The term ‘superfood’ not often used by dietitians and nutrition scientists, as many dispute the argument that particular foods have the health benefits often claimed by advocates. So is it all just a fad? The Jon McComb Show investigates…
“The world’s never been more unhealthy. It’s so frightening. This generation is expected to live a shorter life than their parents. It’s really uncomfortable stuff. I Don’t like it. Everyday Superfood is a place where every choice is a good choice.”
That’s celebrity chef Jamie Oliver praising superfoods – and his cookbook – as a way to combat an unhealthy lifestyle.
But what is a superfood?
Nancy Guest is a registered dietitcian, strength and conditioning coach, and explains what a superfood is.
“Well we’re basically talking about any food that has been shown to give us a health benefit. And it is a little bit misleading because most foods do infact give a health benefit, and they’re not necessarily super. There’s a lot of debate and a lot of interest around nutrition, and I think we also get celebrities with shows and super celebrity doctors that put out a certain food or nutrient that becomes very popular and talked about.”
If being a superfood is all about how much a fruit or vegetable is discussed, and if everybody’s bodies digests foods differently – is there any science to back up the health claims of so-called superfoods?
“Scientifically, a lot of these so-called super foods really aren’t that much healtheir than some comparable foods.
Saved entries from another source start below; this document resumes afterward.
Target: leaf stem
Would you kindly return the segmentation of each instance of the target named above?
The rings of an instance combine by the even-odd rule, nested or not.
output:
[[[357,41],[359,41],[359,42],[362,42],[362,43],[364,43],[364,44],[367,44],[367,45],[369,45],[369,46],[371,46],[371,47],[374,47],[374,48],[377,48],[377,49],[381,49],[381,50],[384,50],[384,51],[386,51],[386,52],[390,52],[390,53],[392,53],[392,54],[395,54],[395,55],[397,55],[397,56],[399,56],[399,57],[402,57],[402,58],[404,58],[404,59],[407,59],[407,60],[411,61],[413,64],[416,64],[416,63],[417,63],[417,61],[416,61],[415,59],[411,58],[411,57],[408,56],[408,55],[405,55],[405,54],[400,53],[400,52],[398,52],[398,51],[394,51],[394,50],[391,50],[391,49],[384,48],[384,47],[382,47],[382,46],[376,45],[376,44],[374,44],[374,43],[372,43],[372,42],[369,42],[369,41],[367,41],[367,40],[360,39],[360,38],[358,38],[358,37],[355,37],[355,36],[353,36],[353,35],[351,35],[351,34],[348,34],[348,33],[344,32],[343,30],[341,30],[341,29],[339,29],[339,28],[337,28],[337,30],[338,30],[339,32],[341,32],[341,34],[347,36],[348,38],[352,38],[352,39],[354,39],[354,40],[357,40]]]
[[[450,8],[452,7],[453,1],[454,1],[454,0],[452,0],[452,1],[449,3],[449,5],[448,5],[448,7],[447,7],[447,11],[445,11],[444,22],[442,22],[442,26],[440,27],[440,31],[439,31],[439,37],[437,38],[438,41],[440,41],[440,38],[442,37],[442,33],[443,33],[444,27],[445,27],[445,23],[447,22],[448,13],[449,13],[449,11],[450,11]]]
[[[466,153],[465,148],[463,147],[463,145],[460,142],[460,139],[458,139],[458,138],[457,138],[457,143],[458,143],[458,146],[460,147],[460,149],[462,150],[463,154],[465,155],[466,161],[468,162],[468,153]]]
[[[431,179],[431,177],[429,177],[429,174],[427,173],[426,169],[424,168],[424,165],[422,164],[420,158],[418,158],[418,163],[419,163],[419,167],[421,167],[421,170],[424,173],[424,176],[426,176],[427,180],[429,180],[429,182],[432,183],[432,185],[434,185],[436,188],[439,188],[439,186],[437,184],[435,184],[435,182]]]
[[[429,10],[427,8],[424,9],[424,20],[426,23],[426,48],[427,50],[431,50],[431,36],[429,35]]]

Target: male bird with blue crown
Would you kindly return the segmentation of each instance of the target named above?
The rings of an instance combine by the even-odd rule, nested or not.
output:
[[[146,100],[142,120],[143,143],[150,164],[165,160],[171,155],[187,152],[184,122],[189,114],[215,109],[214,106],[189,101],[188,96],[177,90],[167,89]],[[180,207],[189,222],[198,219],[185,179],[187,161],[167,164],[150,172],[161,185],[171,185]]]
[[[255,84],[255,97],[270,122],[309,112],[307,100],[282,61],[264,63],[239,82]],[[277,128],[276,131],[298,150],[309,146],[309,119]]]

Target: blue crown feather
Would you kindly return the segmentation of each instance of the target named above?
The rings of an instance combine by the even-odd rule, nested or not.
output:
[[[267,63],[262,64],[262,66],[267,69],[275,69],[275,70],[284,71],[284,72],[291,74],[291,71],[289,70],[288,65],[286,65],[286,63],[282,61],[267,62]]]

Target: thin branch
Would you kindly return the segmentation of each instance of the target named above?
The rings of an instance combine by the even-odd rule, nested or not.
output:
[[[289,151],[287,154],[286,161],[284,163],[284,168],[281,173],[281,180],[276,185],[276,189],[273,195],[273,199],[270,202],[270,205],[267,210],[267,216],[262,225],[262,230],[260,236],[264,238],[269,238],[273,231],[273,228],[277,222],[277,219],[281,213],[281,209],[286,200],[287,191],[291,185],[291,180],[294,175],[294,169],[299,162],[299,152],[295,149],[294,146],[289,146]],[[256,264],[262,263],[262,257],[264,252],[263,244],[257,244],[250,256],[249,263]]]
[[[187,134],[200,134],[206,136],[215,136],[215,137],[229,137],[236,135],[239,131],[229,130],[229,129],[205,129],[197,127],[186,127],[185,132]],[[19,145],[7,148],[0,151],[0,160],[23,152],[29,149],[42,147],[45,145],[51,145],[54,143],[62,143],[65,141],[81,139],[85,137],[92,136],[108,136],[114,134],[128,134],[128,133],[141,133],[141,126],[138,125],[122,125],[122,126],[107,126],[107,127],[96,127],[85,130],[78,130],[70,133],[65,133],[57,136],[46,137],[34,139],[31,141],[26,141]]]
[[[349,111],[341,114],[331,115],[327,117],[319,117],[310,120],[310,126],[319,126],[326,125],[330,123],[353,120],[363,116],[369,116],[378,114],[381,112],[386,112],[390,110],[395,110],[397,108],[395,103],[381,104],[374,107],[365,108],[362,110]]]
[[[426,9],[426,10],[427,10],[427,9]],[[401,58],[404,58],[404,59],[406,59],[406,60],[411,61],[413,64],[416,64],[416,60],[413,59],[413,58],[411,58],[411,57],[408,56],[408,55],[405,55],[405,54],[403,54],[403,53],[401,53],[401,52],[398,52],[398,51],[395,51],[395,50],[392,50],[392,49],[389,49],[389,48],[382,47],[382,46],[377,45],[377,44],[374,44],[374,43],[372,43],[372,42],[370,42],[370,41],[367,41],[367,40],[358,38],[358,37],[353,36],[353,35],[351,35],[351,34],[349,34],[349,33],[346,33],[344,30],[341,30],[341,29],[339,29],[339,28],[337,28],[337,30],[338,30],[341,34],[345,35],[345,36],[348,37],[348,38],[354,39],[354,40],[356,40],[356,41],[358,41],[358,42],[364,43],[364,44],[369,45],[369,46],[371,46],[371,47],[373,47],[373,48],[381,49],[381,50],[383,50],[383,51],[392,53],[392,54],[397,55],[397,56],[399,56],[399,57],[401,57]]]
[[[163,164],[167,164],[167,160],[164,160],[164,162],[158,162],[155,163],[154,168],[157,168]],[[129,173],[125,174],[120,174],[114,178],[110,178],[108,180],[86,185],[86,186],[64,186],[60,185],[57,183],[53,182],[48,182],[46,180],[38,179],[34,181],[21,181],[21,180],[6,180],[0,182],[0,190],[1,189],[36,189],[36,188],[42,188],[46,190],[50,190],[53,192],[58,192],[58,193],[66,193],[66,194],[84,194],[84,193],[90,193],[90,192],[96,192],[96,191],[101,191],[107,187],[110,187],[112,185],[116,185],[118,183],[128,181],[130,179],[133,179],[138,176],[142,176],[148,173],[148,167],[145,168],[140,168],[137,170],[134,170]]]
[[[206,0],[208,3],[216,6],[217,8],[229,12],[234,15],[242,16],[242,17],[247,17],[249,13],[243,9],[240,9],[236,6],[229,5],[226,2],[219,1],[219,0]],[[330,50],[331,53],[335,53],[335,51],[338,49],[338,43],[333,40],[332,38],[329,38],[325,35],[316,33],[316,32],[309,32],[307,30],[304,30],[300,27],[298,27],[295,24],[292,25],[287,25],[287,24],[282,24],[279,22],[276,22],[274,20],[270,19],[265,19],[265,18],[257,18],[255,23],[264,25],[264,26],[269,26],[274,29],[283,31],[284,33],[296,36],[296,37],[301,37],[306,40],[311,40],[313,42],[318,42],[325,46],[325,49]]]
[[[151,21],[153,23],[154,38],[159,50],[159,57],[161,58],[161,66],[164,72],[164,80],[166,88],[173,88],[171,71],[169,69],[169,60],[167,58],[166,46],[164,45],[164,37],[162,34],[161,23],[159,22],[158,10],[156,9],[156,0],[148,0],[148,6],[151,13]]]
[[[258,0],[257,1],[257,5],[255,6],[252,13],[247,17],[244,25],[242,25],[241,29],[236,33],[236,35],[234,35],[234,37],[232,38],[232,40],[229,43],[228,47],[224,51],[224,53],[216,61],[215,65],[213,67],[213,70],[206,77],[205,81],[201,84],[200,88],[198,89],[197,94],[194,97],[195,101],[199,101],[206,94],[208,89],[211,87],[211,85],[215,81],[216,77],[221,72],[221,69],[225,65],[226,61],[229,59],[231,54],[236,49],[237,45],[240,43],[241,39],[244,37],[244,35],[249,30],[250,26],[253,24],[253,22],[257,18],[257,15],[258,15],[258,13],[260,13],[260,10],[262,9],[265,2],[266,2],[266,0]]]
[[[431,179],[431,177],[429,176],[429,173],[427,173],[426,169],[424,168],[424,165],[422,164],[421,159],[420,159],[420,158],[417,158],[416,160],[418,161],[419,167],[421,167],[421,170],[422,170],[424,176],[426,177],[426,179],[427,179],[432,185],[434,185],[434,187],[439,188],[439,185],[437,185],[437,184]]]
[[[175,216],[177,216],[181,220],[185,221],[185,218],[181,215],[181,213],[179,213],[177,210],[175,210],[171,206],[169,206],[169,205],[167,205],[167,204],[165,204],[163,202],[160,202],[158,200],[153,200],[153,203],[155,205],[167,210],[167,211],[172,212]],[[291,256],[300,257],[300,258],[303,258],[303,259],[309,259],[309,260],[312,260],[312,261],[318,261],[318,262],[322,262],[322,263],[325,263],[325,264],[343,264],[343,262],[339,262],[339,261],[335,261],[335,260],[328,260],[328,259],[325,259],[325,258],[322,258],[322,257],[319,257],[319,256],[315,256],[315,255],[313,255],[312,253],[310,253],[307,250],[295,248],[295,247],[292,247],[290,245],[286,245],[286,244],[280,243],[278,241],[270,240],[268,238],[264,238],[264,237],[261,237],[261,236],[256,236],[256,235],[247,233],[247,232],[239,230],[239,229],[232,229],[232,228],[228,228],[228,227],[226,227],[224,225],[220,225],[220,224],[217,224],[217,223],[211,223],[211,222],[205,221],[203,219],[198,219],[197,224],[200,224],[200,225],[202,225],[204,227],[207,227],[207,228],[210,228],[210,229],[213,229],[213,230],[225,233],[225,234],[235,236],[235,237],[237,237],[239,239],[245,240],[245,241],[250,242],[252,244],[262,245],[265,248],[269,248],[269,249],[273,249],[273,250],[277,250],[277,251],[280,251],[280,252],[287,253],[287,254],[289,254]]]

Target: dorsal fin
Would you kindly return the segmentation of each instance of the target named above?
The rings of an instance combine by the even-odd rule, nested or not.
If we look at spinach vs. kale vs. collard greens for example. Things like blueberries and quinoa, and almonds and avocados and goji berries. These are all foods, some more common than others, and they just sort of get a bit more attention due to their nutrition profile and become classified as a superfood.”
If it comes down to superfoods being nothing more than popular fruits and veggies, is there any reason to consume superfoods over your everyday apples and carrots?
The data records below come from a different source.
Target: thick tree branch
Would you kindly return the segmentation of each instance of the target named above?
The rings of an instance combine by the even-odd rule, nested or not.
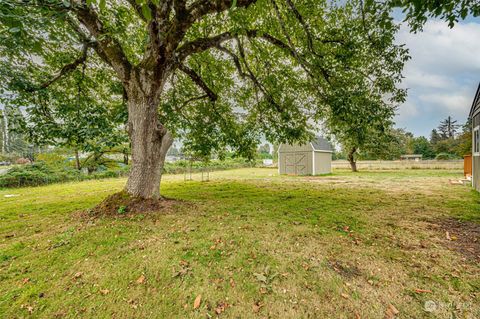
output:
[[[209,87],[208,85],[205,83],[205,81],[203,81],[202,77],[200,75],[198,75],[197,72],[195,72],[195,70],[193,69],[190,69],[189,67],[187,67],[186,65],[184,64],[179,64],[178,65],[178,68],[183,72],[185,73],[186,75],[188,75],[193,82],[195,82],[195,84],[197,86],[199,86],[204,92],[205,94],[208,95],[208,98],[212,101],[212,102],[215,102],[217,99],[218,99],[218,96],[215,92],[213,92]]]
[[[108,60],[108,57],[105,55],[105,53],[100,49],[98,42],[94,39],[92,39],[88,34],[85,33],[85,31],[82,29],[82,26],[79,24],[79,22],[73,18],[70,15],[66,15],[66,20],[68,24],[72,27],[72,29],[75,31],[75,33],[78,35],[80,38],[80,41],[83,43],[89,43],[91,47],[95,50],[95,52],[98,54],[98,56],[108,65],[112,66],[111,63]]]
[[[287,53],[291,56],[297,56],[296,51],[291,46],[266,32],[262,32],[259,30],[246,30],[242,34],[245,34],[248,38],[262,38],[270,44],[273,44],[274,46],[287,51]],[[223,42],[234,39],[238,36],[241,36],[241,34],[227,31],[213,37],[198,38],[196,40],[187,42],[178,49],[177,59],[179,61],[183,61],[186,57],[192,54],[200,53],[210,48],[218,47]]]
[[[99,49],[103,52],[103,55],[100,56],[107,59],[106,62],[113,67],[120,80],[128,82],[132,65],[128,61],[120,42],[108,34],[95,10],[87,6],[86,3],[74,8],[78,20],[96,39]]]
[[[170,44],[167,52],[177,49],[188,29],[203,16],[229,10],[234,3],[236,7],[246,8],[257,0],[197,0],[188,7],[186,0],[170,1],[173,1],[175,16],[167,31],[167,43]]]
[[[75,70],[79,65],[81,64],[84,64],[85,61],[87,60],[87,56],[88,56],[88,48],[91,47],[92,44],[91,43],[84,43],[83,44],[83,47],[82,47],[82,55],[80,57],[78,57],[77,59],[75,59],[73,62],[69,63],[69,64],[66,64],[62,67],[62,69],[60,70],[60,72],[58,72],[57,75],[55,75],[54,77],[52,77],[50,80],[46,81],[46,82],[43,82],[42,84],[40,84],[39,86],[35,87],[35,88],[32,88],[30,90],[28,90],[29,92],[34,92],[34,91],[37,91],[37,90],[41,90],[41,89],[46,89],[47,87],[49,87],[50,85],[52,85],[53,83],[55,83],[56,81],[60,80],[62,77],[64,77],[65,75],[67,75],[68,73],[72,72],[73,70]]]
[[[130,4],[130,6],[135,10],[137,13],[138,17],[142,19],[144,22],[148,22],[148,20],[145,18],[142,12],[142,6],[137,3],[135,0],[127,0],[127,2]]]
[[[191,16],[190,23],[207,14],[226,11],[232,7],[234,2],[238,8],[247,8],[257,0],[197,0],[188,8]]]
[[[177,50],[177,59],[179,61],[183,61],[189,55],[206,51],[222,44],[227,40],[231,40],[234,37],[235,34],[227,31],[213,37],[198,38],[196,40],[187,42]]]
[[[240,59],[238,58],[238,56],[235,53],[233,53],[232,51],[230,51],[229,49],[227,49],[227,48],[225,48],[221,45],[217,45],[216,48],[218,50],[220,50],[221,52],[228,54],[232,58],[233,64],[235,64],[235,68],[237,69],[237,72],[240,75],[240,77],[242,77],[242,79],[247,77],[247,74],[245,72],[243,72],[243,70],[242,70],[242,65],[240,64]]]
[[[173,0],[162,0],[160,4],[158,5],[158,17],[160,18],[159,23],[167,25],[169,18],[170,18],[170,13],[172,10],[172,5],[173,5]]]
[[[268,90],[260,83],[258,78],[253,73],[252,69],[249,67],[246,56],[245,56],[245,50],[238,38],[237,38],[237,45],[238,45],[238,52],[240,54],[240,58],[242,59],[243,64],[245,65],[245,69],[247,70],[247,73],[246,73],[247,77],[253,82],[254,86],[257,87],[263,93],[267,101],[271,105],[273,105],[278,112],[282,112],[282,107],[275,101],[274,97],[270,94],[270,92],[268,92]]]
“I like to tell my clients that given any fruit or vegetable or nut or seed or grain, you can always be assured that it’s a nine out of 10 or a 10 out of 10 in nutritional value. So you can’t go wrong, especially with fruits and vegetables – they’re all healthy.”
Nancy says it’s not about the one healthy food in your life, but about a balanced diet day to day.
“And I like to sort of promote a super diet, as opposed to a super food. So have lots of variety, eat a rainbow – even your white food such as pears and radishes and bananas and garlic. Those are packed with nutrients, even though they don’t have those deeper colours that we often find in those foods that are apparently superfoods, such as red peppers or kale.”
So don’t worry if your grocery list doesn’t include goji berries, Thai coconut water, or kelp.
Pick up some oranges, peaches, maybe a cucumber or two – they may not be as sexy and popular, but they’re still healthy. And most likely cheaper.